If it feels good, don’t do it: stereotyping Catholic morality
In a review for a book on Catholic orthodoxy, the skeptical reviewer offered a gross oversimplification of Catholic ethics: “If it feels good, don’t do it.” I am not sure why it disturbed me so much, but it did. Perhaps, it was because I heard similar generalizations a million times or that it depicts Catholics as a puritanical and miserable bunch or that it reminds me of a high school taunt: Catholics cannot do anything fun.
Within this context, I interpret “fun” or “feels good” to refer to sensual indulgences, including premarital sex, binge drinking, drug use, viewing porn, and the other usual suspects, all condemned by the church. I have been quizzed by secular friends who enjoy these activities. Does not God want us to do things that are enjoyable and make us feel good? I assume their vision of Catholicism’s God is a grumpy, old man, repeatedly proclaiming, No! It is hardly an appealing representation of an infinitely perfect being.
Fortunately, Catholic ethics offers a different vision of God, one that most people do not know. The key to understanding this view of morality is not to determine what is right and wrong, but why something is right or wrong.
One school of Christian ethics holds that only love of God is an intrinsic good, and subsequently, turning away from this good is the only intrinsic evil. Other evils are universal and eternal, but they are contingent on God’s command. At first, this appears to reinforce the perception of God as an arbitrary Ruler.
Why then does Catholicism have so many restrictions? God ultimately wants us to love Him, and He knows that certain activities, while not inherently connected to His love, will make loving Him more difficult. This protection from potential harm is why God prohibits certain actions. God is a loving father guiding us, rather than a grumpy killjoy.
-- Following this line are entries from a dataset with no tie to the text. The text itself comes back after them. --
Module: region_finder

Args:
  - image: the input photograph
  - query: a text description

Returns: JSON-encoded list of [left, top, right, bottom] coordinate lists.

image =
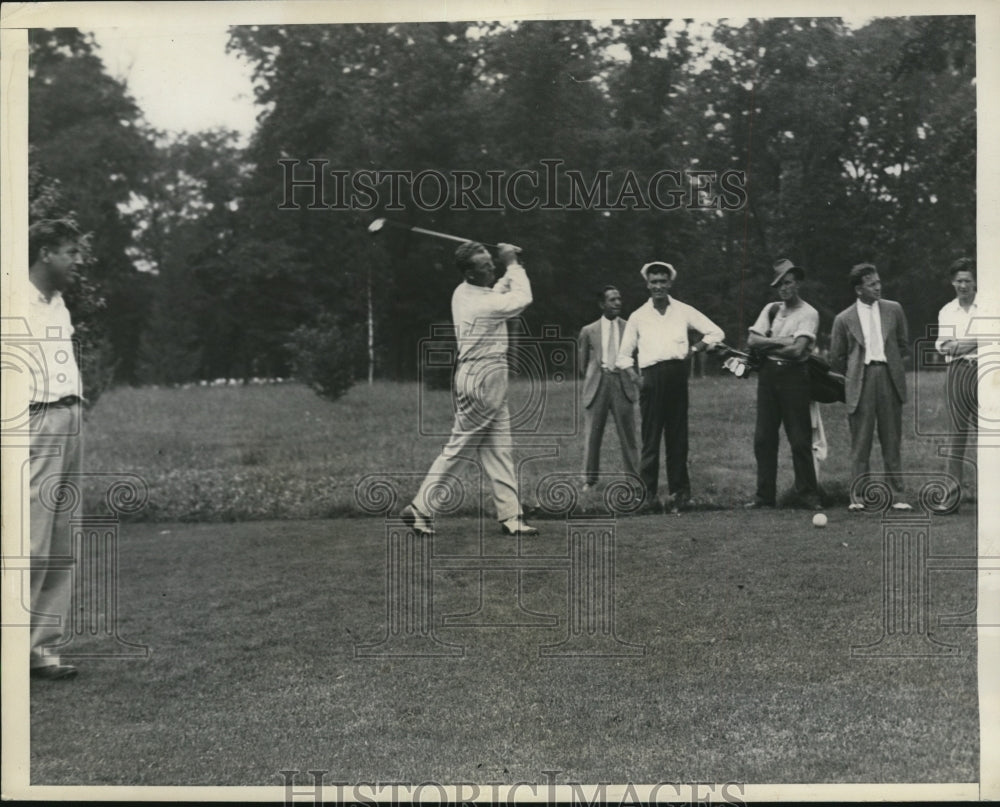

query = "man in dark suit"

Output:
[[579, 286, 639, 490], [830, 263, 911, 511]]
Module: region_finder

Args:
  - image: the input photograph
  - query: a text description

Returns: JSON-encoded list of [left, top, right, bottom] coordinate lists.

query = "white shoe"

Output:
[[500, 516, 538, 535], [400, 504, 434, 535]]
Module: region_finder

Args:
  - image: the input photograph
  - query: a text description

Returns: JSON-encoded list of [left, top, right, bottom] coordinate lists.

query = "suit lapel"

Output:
[[878, 300, 892, 346], [847, 305, 865, 347]]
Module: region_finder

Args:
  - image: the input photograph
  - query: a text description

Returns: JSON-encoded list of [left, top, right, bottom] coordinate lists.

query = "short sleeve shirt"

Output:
[[750, 300, 819, 361]]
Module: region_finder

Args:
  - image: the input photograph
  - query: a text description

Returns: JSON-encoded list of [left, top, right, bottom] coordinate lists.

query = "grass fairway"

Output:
[[31, 508, 979, 792], [85, 372, 974, 521]]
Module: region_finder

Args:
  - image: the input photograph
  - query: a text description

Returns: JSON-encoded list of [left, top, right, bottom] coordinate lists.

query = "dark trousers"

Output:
[[847, 364, 903, 494], [946, 360, 979, 485], [753, 359, 818, 504], [639, 360, 691, 500], [583, 371, 639, 485]]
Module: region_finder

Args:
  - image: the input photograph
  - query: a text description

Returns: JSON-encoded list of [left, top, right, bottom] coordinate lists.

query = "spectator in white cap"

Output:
[[617, 261, 723, 513]]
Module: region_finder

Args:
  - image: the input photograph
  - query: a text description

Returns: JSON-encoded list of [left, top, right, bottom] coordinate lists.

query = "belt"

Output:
[[28, 395, 83, 415]]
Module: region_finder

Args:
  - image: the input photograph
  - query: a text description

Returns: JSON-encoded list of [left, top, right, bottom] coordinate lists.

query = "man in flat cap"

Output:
[[616, 261, 723, 513], [747, 258, 820, 509]]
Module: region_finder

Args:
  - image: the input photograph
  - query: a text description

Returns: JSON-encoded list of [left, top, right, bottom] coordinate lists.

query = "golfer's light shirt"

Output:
[[856, 300, 885, 364], [617, 296, 724, 370], [26, 284, 81, 403], [934, 297, 979, 364], [451, 263, 531, 361]]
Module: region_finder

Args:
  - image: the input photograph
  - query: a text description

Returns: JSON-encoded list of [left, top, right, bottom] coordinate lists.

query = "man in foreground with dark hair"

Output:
[[401, 242, 538, 535], [28, 219, 82, 680], [617, 261, 723, 514], [830, 263, 913, 511], [934, 258, 979, 513], [747, 258, 820, 510], [578, 286, 639, 490]]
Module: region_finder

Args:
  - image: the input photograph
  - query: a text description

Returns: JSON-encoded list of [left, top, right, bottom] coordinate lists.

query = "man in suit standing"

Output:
[[830, 263, 912, 511], [617, 261, 723, 513], [747, 258, 820, 510], [934, 258, 979, 513], [579, 286, 639, 490]]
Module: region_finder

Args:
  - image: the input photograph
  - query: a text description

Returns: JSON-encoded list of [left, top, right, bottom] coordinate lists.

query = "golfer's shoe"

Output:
[[500, 516, 538, 535], [400, 504, 434, 535]]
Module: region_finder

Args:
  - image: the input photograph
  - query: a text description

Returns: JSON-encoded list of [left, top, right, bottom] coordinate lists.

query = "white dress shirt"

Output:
[[26, 284, 82, 403], [857, 300, 886, 364], [934, 297, 979, 364], [451, 263, 531, 361], [617, 296, 724, 370], [601, 317, 619, 370]]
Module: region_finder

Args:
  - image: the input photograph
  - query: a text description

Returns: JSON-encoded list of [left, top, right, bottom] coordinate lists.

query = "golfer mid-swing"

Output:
[[401, 242, 538, 535]]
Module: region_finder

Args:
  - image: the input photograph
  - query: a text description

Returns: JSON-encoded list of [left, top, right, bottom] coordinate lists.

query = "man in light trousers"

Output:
[[401, 242, 538, 535]]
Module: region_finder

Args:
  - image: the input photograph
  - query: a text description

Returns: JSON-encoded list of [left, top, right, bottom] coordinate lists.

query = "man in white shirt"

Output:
[[747, 258, 820, 510], [578, 286, 639, 490], [617, 261, 724, 513], [830, 263, 912, 511], [934, 258, 979, 513], [401, 242, 538, 535], [28, 220, 82, 680]]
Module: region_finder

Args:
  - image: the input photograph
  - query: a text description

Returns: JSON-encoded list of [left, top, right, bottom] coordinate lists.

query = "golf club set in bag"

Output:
[[717, 343, 845, 403]]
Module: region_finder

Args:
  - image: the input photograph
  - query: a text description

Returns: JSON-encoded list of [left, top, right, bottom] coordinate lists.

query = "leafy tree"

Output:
[[28, 28, 153, 381]]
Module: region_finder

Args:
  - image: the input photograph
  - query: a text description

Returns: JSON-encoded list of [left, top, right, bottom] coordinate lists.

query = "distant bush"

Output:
[[285, 314, 364, 401]]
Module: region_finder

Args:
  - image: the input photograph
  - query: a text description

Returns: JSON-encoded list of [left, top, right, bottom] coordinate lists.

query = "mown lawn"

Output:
[[31, 375, 979, 786], [31, 510, 979, 798], [78, 373, 968, 521]]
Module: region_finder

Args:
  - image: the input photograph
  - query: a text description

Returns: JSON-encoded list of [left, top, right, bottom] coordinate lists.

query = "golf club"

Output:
[[368, 218, 521, 252]]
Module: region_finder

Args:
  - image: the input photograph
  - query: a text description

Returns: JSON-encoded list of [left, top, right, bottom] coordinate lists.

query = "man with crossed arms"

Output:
[[617, 261, 724, 514], [579, 286, 639, 490], [400, 242, 538, 535], [934, 258, 979, 513]]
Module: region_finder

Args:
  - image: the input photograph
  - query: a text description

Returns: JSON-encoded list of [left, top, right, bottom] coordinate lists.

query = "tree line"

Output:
[[29, 16, 976, 404]]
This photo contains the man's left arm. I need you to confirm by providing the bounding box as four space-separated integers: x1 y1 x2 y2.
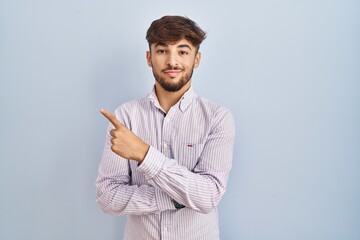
138 109 235 213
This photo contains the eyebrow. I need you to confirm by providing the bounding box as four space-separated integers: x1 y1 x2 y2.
154 42 192 50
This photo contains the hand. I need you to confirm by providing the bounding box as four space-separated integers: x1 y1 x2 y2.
100 109 150 163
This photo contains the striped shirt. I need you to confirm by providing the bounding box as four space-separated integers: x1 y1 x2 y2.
96 88 235 240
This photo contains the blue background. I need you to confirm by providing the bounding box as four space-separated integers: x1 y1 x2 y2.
0 0 360 240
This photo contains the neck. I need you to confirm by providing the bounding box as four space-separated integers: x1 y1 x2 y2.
155 80 191 112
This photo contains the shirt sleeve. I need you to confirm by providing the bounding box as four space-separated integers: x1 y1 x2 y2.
95 113 175 215
138 111 235 213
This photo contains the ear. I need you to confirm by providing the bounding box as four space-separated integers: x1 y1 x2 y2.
194 52 201 68
146 51 152 67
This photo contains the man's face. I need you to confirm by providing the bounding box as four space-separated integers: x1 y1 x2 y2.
146 39 201 92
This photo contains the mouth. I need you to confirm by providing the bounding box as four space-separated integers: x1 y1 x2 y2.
163 70 182 78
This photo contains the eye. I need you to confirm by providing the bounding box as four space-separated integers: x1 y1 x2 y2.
156 49 166 54
179 51 189 55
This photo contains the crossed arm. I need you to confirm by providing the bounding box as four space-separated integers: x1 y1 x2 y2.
97 110 234 215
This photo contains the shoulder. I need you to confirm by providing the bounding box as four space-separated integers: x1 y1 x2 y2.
114 97 150 125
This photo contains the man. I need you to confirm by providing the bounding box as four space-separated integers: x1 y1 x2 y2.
96 16 235 240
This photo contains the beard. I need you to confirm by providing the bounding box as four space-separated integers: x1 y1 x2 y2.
153 67 194 92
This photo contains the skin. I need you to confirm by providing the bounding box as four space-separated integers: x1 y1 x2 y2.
100 39 201 163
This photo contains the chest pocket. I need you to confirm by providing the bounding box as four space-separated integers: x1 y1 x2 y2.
174 143 204 171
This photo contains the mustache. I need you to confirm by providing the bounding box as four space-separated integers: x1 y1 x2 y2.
161 66 185 72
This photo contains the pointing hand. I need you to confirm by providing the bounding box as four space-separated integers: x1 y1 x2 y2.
100 109 150 163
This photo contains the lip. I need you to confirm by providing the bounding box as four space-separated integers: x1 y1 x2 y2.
164 70 182 77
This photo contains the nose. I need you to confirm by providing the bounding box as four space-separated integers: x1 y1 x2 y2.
167 52 178 67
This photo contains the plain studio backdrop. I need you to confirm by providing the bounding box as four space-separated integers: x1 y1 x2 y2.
0 0 360 240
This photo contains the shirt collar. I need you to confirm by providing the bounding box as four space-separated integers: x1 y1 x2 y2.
148 86 196 112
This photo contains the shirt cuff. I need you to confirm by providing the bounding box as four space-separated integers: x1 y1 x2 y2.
137 146 166 180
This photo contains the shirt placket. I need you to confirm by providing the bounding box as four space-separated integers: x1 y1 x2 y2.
160 109 175 240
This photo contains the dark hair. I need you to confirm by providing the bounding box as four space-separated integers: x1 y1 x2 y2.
146 16 206 49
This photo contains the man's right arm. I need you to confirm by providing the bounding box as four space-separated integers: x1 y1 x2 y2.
96 120 175 215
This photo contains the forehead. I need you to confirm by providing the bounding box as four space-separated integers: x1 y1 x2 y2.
151 38 195 49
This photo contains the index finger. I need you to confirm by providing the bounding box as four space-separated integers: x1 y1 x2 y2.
100 109 123 128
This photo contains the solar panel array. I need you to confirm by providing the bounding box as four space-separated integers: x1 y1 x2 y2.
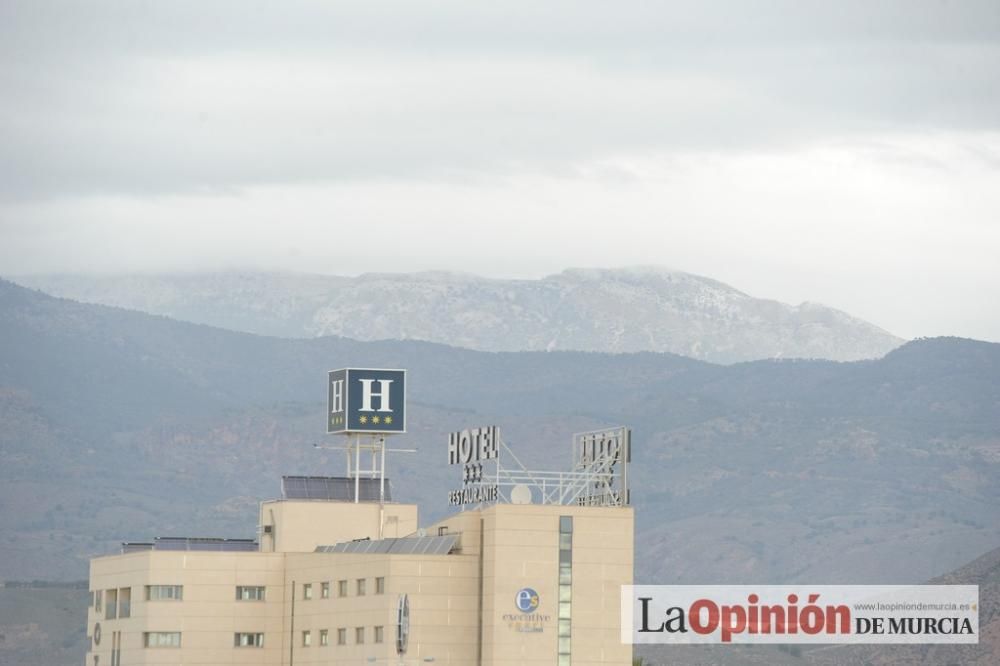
281 476 392 502
316 534 458 555
122 537 258 554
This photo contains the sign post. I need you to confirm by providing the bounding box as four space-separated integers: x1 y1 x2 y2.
326 368 406 504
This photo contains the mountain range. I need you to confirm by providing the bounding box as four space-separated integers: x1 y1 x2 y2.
17 268 903 363
0 282 1000 583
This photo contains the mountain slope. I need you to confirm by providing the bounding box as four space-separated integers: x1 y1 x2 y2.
0 282 1000 583
18 268 902 363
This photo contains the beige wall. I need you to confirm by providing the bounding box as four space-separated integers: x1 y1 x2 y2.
87 551 285 666
87 501 633 666
258 500 417 553
482 504 633 666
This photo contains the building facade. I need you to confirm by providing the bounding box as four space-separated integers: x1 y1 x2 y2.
86 480 633 666
85 368 633 666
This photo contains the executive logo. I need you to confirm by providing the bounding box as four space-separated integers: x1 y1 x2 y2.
514 587 538 613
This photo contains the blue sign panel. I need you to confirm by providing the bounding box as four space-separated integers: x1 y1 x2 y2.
514 587 538 613
326 368 406 433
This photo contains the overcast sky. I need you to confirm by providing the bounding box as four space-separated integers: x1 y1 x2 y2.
0 0 1000 341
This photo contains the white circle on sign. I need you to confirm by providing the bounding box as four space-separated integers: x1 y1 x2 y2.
510 483 531 504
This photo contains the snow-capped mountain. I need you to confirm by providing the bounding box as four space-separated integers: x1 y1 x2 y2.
11 268 902 363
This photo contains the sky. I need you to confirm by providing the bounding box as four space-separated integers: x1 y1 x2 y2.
0 0 1000 341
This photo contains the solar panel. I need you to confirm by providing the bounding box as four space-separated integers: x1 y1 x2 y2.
152 537 258 553
316 534 458 555
281 476 392 502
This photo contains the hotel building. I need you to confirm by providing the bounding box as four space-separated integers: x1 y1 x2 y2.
86 371 633 666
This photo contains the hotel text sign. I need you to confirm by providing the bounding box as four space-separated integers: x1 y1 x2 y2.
326 368 406 433
448 426 500 506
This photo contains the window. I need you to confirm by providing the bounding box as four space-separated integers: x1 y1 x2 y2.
233 631 264 647
142 631 181 647
104 590 118 620
118 587 132 617
146 585 184 601
236 585 264 601
558 516 573 666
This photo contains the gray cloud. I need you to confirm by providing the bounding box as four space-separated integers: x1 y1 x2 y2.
0 1 1000 200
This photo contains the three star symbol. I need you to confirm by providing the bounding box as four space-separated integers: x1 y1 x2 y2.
358 414 392 425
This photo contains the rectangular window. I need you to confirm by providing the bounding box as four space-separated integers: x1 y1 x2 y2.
118 587 132 617
142 631 181 647
233 631 264 647
104 590 118 620
559 516 573 534
558 516 573 666
236 585 264 601
146 585 184 601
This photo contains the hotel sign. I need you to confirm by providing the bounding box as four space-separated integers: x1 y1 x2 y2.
326 368 406 434
573 426 632 506
448 426 500 506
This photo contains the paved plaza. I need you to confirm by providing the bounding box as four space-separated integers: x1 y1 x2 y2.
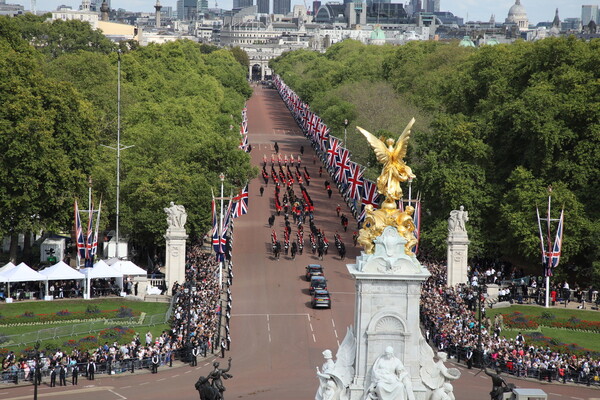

Likewise, ethics is not a stifling list of restrictions but a dialogue of love. God commands out of love, and we obey out of love. The former proposition sounds great, but it also feels too much like a finely worded, retrospective justification for the commandments, a good PR slogan but distant from the reality of difficult moral choices. This cynicism, however, dissipates when we are placed in God’s role.
As every parent knows, God is not the only one accused of being a grouch. Being the father of a 2-year old, I feel like a broken record. Do not do that! Do not do this! My constant correcting casts me as a mean individual, and I can only imagine my son complaining: “My Dad does not let me do anything. When I grow up, I am only going to eat chocolate, watch TV and never sleep.”
I cannot explain to him my reasoning, but it reminds me of Catholic ethics. I do not believe standing in the road is an intrinsic evil, but I know it is not a safe place for a 2-year old. Hence, I prohibit him from going into the road, out of love and concern for his safety.
We eventually grow out of our 2-year-old desires and acknowledge that out parents were right. Naps are good, actually really good. Soon after, new desires replace the old ones, but this time our parents are not there to warn us. We have to rely on God and His church.
The more I reflect on the silliness and narcissism of adults, the more I see a toddler and parent parallel between us and God. As I am perplexed by my son jumping on the couch right after banging his head, God must be infinitely more hurt when His children continuously break His rules. Similarly, we will grow older and realize that our parents were actually right. One day also we will learn that God was correct, hopefully not too late. Furthermore, just as parents embrace us after our mistakes, God will likewise welcome us back to the fold.